第4話

 町の外れに小さな公園がある、そこで落ち合おう――昨晩に荒山が言った通りに、ユリカはリュックサックを背負って公園、と呼ぶには似付かわしくない広場へと向かった。


「おーい、こっちだ」


 手を振る男がいる。荒山だった。夜道を行く様子とは打って変わり、まるでデートを楽しみに来た男のそれである。ユリカも俄に手を振り返し、淀む心をなだめすかしながら「おはようございます」と一礼した。


「来てくれないかと思ったよ、ハハハ」


 じゃあ待たなきゃ良いじゃないの――そうも言えず、ユリカも笑う。


「では、よろしくお願いしますね」


「こちらこそ、よろしくな」


 何処に行こうか……荒山は朝日に包まれる山々よりも、横目でユリカを幾度も見やった。無論、彼女はその視線に気付いている。

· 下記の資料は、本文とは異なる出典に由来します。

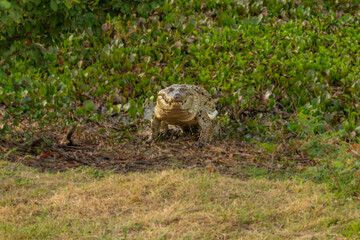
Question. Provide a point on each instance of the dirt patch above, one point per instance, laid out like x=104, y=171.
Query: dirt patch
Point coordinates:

「私が手に入れた情報ですと、アトラシアという国へ向かったとか……」


「アトラシア? 確かこの道を真っ直ぐに行けば、国境があるはずだ。関所か何かで聞いてみよう」


 ユリカは頷き――まだ痛む右手首を見下ろした。パディン翁、そしてユネスの顔が思い出された。


 ユネス君は、今頃どうしているかな。


 少なくともユリカと出会う以前と比べれば、確実に不幸な境遇を味わっているユネスに、ユリカは二度と会いたく無かった。会う資格が無いと考えていた。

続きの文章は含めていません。